To make things worse, we don't even know what kind of mean they used. For example, it could have been a weighted average calculation and, yes, this could be designed to add even more dramatism to the charts.
Looking at the standard deviation is likely to be a far better indicator of where each sample lies. Again, without error data some or all of this is meaningless. Why?
Let's say the measurement error is +/- 1 inch. Why? Hair, being in a hurry, using a tape measure and no reliable way to actually measure to the top of the skull, etc.
I don't feel like doing a bunch of statistical analysis this morning. I'll just say that, once you include such an error in the calculations you can end-up with results that anyone could consider to be "normal" and certainly within one standard deviation from the mean. In other words, no news at all.
I mentioned "significant digits" above and said this is important. This is an often misunderstood reality of calculations, particularly when it comes to real-world experimental data.
Say I machine a thousand pieces of metal to a diameter of 1.000 inches. It's a pin that is supposed to go into a hole with a diameter of 1.001 inches. After manufacturing half of them come out to 1.005 and the other half 0.995 inches. The average is 1.000 in. What does this mean? NOTHING. Why? Because fully half of the pins I machined will not go into the hole because they are too big! That's 50% waste due to the error. The average is meaningless.
If I report this as a difference with respect to the mean of a partial population the numbers that will come out of that will be utterly meaningless. Useless. The correct specification is likely to be a measure acceptable standard deviations of the pins from the standard deviation of the population of achievable hole diameters.
Back to significant digits.
You can't fabricate data where it doesn't exist.
If you have three numbers, [10.5, 9.3, 17.3] you can calculate the average to be 12.3666... However, if these numbers came from experimental data, you can't claim you have a valid result to six or more significant digits. You just can't. In this case your best hope for a meaningful average is 12. Not 12.3, 12. Two significant digits. This is limited by the value with the lowest number of significant digits.

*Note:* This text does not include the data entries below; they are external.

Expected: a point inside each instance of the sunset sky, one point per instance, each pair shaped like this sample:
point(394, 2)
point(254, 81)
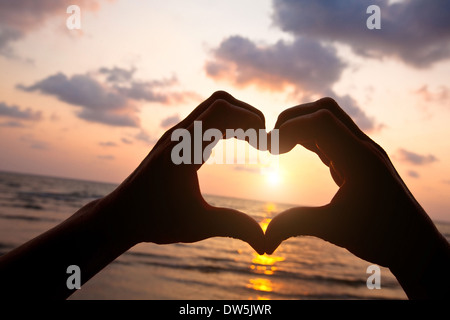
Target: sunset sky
point(91, 103)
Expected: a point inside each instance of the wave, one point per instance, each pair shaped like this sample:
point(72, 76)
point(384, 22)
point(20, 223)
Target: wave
point(26, 218)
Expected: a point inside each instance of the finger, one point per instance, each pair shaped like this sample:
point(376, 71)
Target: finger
point(333, 139)
point(220, 119)
point(322, 104)
point(218, 95)
point(299, 221)
point(224, 222)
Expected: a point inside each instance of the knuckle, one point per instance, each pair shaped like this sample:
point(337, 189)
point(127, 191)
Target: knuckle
point(219, 106)
point(220, 94)
point(329, 103)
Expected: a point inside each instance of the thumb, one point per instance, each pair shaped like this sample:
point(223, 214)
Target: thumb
point(224, 222)
point(307, 221)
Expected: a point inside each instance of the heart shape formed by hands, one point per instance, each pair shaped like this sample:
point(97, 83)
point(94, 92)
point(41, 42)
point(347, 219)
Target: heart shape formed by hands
point(363, 216)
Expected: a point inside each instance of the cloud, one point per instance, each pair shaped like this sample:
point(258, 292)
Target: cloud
point(145, 137)
point(106, 157)
point(170, 121)
point(414, 31)
point(20, 17)
point(108, 96)
point(413, 174)
point(12, 124)
point(34, 143)
point(16, 112)
point(441, 95)
point(305, 65)
point(108, 144)
point(126, 141)
point(415, 158)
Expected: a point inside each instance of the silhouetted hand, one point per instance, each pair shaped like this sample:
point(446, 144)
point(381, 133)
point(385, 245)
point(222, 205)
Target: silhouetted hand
point(373, 214)
point(161, 202)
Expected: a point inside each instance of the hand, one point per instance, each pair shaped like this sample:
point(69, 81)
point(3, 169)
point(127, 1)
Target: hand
point(161, 202)
point(373, 214)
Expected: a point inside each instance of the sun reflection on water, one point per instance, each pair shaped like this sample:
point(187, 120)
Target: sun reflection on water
point(264, 265)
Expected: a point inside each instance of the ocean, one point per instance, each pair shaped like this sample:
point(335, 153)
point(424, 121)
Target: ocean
point(216, 268)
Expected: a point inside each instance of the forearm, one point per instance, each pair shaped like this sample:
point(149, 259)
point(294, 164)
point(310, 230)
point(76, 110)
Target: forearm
point(89, 239)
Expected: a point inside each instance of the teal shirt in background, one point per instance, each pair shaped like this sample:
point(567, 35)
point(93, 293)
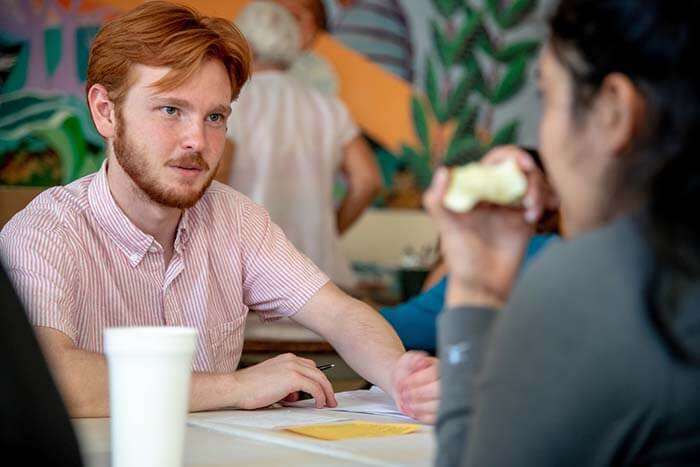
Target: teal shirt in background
point(415, 320)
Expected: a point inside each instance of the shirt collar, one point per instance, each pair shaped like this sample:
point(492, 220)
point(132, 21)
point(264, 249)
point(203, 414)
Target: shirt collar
point(131, 240)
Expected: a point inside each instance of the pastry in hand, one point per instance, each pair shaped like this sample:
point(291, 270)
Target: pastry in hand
point(470, 184)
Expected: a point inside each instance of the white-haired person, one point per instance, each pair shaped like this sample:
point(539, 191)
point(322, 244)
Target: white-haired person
point(290, 142)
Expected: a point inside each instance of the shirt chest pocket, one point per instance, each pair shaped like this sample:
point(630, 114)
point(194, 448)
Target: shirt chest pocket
point(227, 344)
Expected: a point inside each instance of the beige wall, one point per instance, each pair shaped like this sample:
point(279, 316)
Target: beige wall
point(381, 235)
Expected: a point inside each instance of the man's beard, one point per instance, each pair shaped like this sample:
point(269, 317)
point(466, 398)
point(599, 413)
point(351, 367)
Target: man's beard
point(134, 163)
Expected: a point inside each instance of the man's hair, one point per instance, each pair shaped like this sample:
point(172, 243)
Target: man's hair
point(163, 34)
point(272, 32)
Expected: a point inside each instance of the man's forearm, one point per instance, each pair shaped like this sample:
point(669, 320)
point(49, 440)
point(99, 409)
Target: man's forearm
point(367, 343)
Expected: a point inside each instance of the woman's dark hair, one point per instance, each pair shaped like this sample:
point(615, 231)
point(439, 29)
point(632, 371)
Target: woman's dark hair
point(655, 43)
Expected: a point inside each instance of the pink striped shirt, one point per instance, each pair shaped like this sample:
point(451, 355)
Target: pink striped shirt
point(80, 265)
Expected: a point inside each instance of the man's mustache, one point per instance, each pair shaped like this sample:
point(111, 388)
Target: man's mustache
point(189, 161)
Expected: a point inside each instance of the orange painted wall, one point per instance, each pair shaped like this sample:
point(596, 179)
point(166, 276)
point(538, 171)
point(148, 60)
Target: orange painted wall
point(377, 100)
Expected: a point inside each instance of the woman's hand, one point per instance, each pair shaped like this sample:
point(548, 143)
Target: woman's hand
point(483, 248)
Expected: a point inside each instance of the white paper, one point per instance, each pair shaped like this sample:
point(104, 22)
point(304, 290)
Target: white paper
point(272, 418)
point(373, 402)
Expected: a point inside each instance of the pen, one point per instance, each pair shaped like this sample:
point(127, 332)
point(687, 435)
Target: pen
point(325, 367)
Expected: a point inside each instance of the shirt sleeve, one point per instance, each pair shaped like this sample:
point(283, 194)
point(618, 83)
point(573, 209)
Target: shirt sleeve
point(564, 378)
point(347, 129)
point(37, 255)
point(278, 280)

I won't go into the details on significant digits. Here's a short document from Yale on the subject and how it applies to calculation:
And, BTW, this takes on a much more important meaning when you are dealing with laboratory or experimental data. Dry theoretical calculations must follow these rules. Once the values being manipulated become connected to the real world this become far more important and significant, because findings must have real meaning. Without that you might assume 100% of the pins you machined are good, when, in reality, you have to throw away (or fix) 500 of them.
Here's a good set of videos on the subject from Khan Academy:
From the video: "to ensure"..."that the result isn't more precise than the things you actually measured".
If you are not familiar with this kind of analysis, please watch the videos. This speaks directly to the issues in the kind of reporting we see on this subject all the time. We can't fabricate data and not expect to be challenged.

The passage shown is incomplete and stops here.